Division of Cardiology, Department of Medicine
Routinely making "the impossible" a reality for over six decades. Focused on innovation and excellence in clinical care to both prevent and treat disease.
Division of Cardiology, Department of Pediatrics
Dedicated to developing leaders and providing a complete clinical experience in all aspects of pediatric cardiology as well as to develop independence in clinical or laboratory research related to the subspecialty.
Applying Research to New Heart Treatments
Hibernating bears can spend nearly six months in their dens without food and water. They are more or less immobilized. Their average heart rate slows down significantly, but increases dramatically when they breathe, and they are able to arouse rapidly in defense situations.

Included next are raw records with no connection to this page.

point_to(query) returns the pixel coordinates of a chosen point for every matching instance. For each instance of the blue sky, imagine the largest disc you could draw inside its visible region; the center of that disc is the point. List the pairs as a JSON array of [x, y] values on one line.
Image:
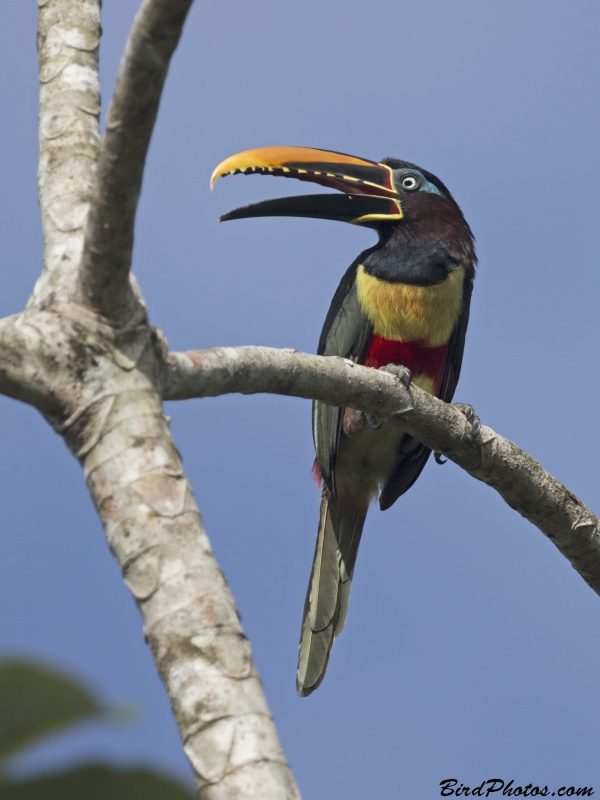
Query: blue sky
[[472, 647]]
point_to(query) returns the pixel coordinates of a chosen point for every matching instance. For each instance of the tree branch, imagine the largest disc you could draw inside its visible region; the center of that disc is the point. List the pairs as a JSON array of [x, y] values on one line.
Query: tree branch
[[487, 456], [68, 37], [104, 271]]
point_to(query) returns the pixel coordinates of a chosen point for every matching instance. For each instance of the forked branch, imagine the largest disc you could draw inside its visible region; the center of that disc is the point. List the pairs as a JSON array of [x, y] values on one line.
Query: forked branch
[[104, 270]]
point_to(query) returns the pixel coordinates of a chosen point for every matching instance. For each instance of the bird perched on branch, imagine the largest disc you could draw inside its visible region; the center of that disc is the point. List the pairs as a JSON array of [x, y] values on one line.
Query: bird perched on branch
[[403, 302]]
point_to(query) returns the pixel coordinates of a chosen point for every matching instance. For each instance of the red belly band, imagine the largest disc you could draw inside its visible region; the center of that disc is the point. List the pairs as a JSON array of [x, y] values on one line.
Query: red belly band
[[416, 356]]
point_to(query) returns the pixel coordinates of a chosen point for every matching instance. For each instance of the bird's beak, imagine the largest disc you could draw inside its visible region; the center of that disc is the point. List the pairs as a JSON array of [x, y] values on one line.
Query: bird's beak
[[369, 198]]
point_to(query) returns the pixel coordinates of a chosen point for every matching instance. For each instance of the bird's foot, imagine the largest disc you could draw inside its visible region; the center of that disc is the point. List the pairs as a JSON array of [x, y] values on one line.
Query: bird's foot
[[403, 374], [471, 416]]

Paul Iaizzo, PhD, director of the Visible Heart lab, along with researchers from the Minnesota Department of Natural Resources (DNR) and Medtronic have been tracking such cardiac activities in a cohort of Minnesota black bears via the use of implanted heart monitors. They hope to apply their research findings towards the development of cardiac treatments for humans.
Iaizzo also reanimated mammalian hearts (both animal and human) on a routine basis to study their physiological responses and functional anatomies. He works closely with Medtronic to study device-tissue interactions of various cardiac devices like leads, valves, stents, and catheters.
Improving the Lives of Heart Transplant and Heart Attack Patients
Ganesh Raveendran, MD, MS, associate professor of medicine, chief of clinical cardiology, and director of the cardiovascular fellowship program, specializes in interventional cardiology. Raveendran explores the impacts of stem cell therapies for heart health. His translational research involves studying stem cell treatment for heart attack and heart failure patients. His team also studied the impact of stem cells in patients receiving left ventricular assist device (LVAD) and waiting for heart transplants.
His clinical interests include prevention and treatment of heart attack, coronary artery disease, heart valve disease, interventional cardiac catheterization, and percutaneous heart valve implantations.